A series of alkyl/aryl/aralkylamines or amino acids appended tetrahydro-2H-1,3,5-thiadiazine-2-thiones (4a-i, 5a-g, 6 and 7) were synthesized via one pot domino synthesis. The synthesis involved reacting alkyl/aryl/aralkylamines or amino acids with carbon disulfide employing basic aqueous medium and further cyclization with formaldehyde and alkyl/aryl/aralkylamines or amino acids. In addition, the carboxy-functionalized 1,3,5-thiadiazine-2-thione 6 was further subjected to esterification. All the structures were confirmed through spectral techniques i.e IR, 1H NMR, 13C NMR, and MS analysis.
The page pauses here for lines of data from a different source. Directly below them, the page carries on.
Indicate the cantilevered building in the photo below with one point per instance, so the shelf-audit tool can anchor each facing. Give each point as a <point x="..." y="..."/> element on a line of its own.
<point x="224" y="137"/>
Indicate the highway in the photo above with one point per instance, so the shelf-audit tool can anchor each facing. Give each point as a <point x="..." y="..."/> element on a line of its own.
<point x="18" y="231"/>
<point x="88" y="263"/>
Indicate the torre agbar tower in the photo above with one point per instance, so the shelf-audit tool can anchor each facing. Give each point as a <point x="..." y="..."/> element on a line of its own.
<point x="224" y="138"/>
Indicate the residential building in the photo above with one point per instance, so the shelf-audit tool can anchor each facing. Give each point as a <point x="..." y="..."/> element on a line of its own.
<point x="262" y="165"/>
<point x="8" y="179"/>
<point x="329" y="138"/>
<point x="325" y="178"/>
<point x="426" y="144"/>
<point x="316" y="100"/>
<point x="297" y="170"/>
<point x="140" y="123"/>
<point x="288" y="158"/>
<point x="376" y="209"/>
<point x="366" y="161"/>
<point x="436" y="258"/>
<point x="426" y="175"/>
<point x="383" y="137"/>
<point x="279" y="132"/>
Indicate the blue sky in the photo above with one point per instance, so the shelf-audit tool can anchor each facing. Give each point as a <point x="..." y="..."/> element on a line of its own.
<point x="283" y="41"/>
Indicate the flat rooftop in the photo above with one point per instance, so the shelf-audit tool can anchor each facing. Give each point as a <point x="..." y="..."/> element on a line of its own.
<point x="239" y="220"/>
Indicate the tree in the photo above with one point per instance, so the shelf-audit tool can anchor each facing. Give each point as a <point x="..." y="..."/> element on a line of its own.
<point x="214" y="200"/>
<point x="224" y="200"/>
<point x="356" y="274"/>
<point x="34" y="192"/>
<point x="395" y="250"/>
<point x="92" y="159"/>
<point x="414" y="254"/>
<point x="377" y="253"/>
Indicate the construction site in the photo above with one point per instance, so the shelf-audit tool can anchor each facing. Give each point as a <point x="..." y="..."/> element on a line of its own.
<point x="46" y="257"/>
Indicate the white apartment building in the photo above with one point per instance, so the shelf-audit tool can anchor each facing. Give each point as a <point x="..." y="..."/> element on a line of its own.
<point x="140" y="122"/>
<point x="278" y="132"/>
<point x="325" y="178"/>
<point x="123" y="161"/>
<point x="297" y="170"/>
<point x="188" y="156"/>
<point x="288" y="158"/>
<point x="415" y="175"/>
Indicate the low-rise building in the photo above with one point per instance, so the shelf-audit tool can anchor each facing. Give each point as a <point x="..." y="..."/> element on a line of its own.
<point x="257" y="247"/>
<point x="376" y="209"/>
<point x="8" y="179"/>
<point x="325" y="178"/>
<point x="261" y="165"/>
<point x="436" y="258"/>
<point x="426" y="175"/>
Furthermore, the newly synthesized compounds were biologically assessed via in vitro COX-2 and 5-LOX assays, in vivo anti-nociceptive and anti-inflammatory activities. Among the screened compounds, 6, 5f, and 7 exhibited highest inhibitory potency against COX-2 with IC50 values of 11.96, 13.54, and 13.93 μM, respectively. Moreover, compounds 6 and 7 exhibited excellent inhibitory potential against 5-LOX with IC50 values of 14.01 and 14.13 μM. The in-vivo anti-inflammatory bioassay studies showed that compounds 6, 7 and 5f dramatically reduced the paw edema size at 1 h and 3 h time intervals. In the anti-nociceptive activity, compound 6 showed pain protection comparative to Tramadol in all tested time intervals. In addition, studies of molecular docking revealed the compounds binding modes in the allosteric site of COX-2 and active site of 5-LOX, where these compounds exhibited higher binding scores and good binding interactions.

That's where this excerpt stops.